Today, the U.S. Department of the Treasury and the Board of Governors of the Federal Reserve System welcomed publication of the Group of 7 (G-7) Fundamental Elements of Cybersecurity for the Financial Sector.
The finance ministers and central bank governors of the G-7 countries today released the fundamental elements, which provide a concise set of principles on best practices in cybersecurity for public and private entities in the financial sector.
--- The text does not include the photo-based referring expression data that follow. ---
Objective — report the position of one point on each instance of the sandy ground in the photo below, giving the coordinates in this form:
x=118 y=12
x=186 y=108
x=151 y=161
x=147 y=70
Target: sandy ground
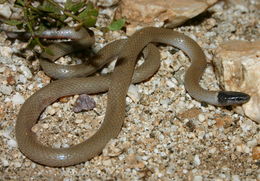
x=166 y=134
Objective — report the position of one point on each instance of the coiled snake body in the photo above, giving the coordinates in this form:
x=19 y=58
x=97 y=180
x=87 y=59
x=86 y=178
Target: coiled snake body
x=116 y=84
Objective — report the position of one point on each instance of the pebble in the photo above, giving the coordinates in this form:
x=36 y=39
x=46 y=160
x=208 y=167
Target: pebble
x=18 y=99
x=5 y=10
x=5 y=89
x=78 y=121
x=5 y=162
x=12 y=143
x=197 y=160
x=26 y=72
x=197 y=178
x=22 y=79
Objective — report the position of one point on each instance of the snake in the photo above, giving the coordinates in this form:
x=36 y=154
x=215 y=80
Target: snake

“Cyber threats present a set of pressing operational, reputational and financial stability risks facing the international financial system. Sovereign borders do not contain these threats, and accordingly, nations must work together to address them,” said Treasury Deputy Secretary Sarah Bloom Raskin, co-chair of the G-7 Cyber Expert Group. “The fundamental elements announced today are a significant achievement in our efforts to cooperate and improve cybersecurity within our countries. They are also a testament to the growing international resolve to counter cyberattacks and I encourage private and public sector leaders alike to use them to drive and fortify their institutions’ cybersecurity and resiliency.”
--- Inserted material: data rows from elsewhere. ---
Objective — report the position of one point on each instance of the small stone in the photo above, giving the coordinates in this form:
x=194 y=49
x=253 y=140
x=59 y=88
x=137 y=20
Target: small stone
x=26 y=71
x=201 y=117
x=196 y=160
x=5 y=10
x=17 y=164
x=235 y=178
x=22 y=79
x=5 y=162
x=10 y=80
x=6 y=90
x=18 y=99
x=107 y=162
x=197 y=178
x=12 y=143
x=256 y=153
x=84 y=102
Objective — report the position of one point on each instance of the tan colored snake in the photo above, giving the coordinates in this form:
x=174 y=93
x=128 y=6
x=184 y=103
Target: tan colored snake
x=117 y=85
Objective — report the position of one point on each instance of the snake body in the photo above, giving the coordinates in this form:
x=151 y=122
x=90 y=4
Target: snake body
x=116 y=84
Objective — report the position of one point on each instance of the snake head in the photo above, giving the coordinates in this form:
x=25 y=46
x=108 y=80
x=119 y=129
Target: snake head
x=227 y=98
The fundamental elements help address cyber risks facing the financial sector from both entity-specific and system-wide perspectives. The elements are building blocks that public or private entities in the financial sector can use to design and implement their cybersecurity strategy. Public authorities, including finance ministries, central banks, and regulators, can also use the elements to inform their efforts to both protect the financial sector from cyberattacks and to effectively respond to and recover from incidents when they occur.
“The international financial architecture is only as strong as its weakest link and that is why the United States should work with our partners around the world to bolster their information security and resiliency,” said Federal Reserve Board Vice Chairman Stanley Fischer. “These elements are a crucial step in further hardening each link in the chain of our global financial system.”
The eight elements start with entities establishing cybersecurity strategies and operating frameworks tailored to their specific cyber risks, and assigning roles and responsibilities for personnel implementing, managing, and overseeing those strategies and frameworks. The elements also call on entities to identify activities that present cyber risks and implement controls to protect against and manage those risks. In addition to covering how entities should respond to, recover from, and share information on cyber incidents, the elements reinforce the need for a dynamic process of continuous learning, through which entities systematically re-evaluate their cybersecurity strategies and frameworks based on lessons learned as their operational and threat environments evolve.
The G-7 Cyber Expert Group was established in 2015 with the mandate of surveying member jurisdictions’ approaches to financial sector cybersecurity and issuing recommendations to the G-7 finance ministers and central bank governors.